CoTFormer: A Chain-of-Thought Driven Architecture with Budget-Adaptive Computation Cost at Inference
Amirkeivan Mohtashami, Matteo Pagliardini, Martin Jaggi
TL;DR
The paper introduces CoTFormer, a chain-of-thought-inspired transformer that attends to past intermediate representations, effectively simulating token-level depth without explicit deep weight-tying. It demonstrates that CoTFormer outperforms Block Universal Transformer on perplexity while offering favorable compute characteristics, moving the perplexity-compute Pareto frontier forward. To enable inference-time budget control, the authors develop Mixture of Repeats and an adaptive training scheme with depth embeddings and reserved layers, achieving substantial compute savings with minimal accuracy loss. The work provides detailed ablations and comparisons, and outlines practical directions for longer training and improved adaptive sampling to further close the gap to much larger models.
Abstract
Scaling language models to larger and deeper sizes has led to significant boosts in performance.
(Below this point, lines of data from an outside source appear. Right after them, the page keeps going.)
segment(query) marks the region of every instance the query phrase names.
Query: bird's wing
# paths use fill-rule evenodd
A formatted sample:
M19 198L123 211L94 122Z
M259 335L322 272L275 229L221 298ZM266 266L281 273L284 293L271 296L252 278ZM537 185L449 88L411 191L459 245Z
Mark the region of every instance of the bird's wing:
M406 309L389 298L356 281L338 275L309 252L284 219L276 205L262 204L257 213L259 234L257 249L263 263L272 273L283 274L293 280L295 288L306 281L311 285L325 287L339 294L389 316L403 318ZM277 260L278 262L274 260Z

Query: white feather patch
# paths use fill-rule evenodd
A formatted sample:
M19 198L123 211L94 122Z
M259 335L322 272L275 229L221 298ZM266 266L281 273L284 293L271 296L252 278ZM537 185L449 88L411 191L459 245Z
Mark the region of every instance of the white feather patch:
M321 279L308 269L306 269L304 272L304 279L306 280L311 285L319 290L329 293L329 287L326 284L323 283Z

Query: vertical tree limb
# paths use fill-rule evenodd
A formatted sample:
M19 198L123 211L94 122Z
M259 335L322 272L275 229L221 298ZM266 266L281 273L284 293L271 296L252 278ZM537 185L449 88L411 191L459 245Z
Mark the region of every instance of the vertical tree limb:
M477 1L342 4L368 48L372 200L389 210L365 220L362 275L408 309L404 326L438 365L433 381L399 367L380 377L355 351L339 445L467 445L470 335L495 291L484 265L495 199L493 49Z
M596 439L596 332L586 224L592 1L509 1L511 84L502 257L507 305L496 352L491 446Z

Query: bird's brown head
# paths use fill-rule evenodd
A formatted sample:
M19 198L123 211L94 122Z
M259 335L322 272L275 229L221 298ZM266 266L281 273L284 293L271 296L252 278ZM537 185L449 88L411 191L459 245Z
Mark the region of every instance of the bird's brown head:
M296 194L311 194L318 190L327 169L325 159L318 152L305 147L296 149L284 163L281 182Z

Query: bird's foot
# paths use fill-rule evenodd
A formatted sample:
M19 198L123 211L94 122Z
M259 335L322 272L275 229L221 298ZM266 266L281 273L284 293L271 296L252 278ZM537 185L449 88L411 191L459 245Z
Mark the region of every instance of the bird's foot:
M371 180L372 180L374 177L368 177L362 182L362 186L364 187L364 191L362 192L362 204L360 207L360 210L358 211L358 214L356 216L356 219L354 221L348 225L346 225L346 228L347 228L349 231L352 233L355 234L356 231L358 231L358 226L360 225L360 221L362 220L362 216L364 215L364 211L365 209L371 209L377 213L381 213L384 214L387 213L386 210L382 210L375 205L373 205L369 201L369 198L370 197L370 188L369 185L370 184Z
Even though the size of these models limits their application in compute-constrained environments, the race to continually develop ever larger and deeper foundational models is underway. At the same time -- regardless of the model size -- task-specific techniques continue to play a pivotal role in achieving optimal downstream performance. One of these techniques, called Chain-of-Thought (CoT), is particularly interesting since, as we point out in this work, it resembles employing a deeper transformer through re-applying the model multiple times. However, a key subtlety in computing the attention of past tokens differentiates CoT from simply applying the model several times. Based on this insight, we propose CoTFormer, a novel architecture which closely mimics CoT at the token level, allowing us to obtain significantly improved accuracies close to much larger models. While applying CoT introduces additional computation costs, we compensate for it by leveraging CoTFormer's special compatibility with token-wise variable depth. Through a compute adaptive model -- which automatically allocates the compute to tokens that need it most -- we show that it is possible to reduce the computation cost significantly without any reduction in accuracy, and with further compute cost reductions possible while maintaining a competitive accuracy.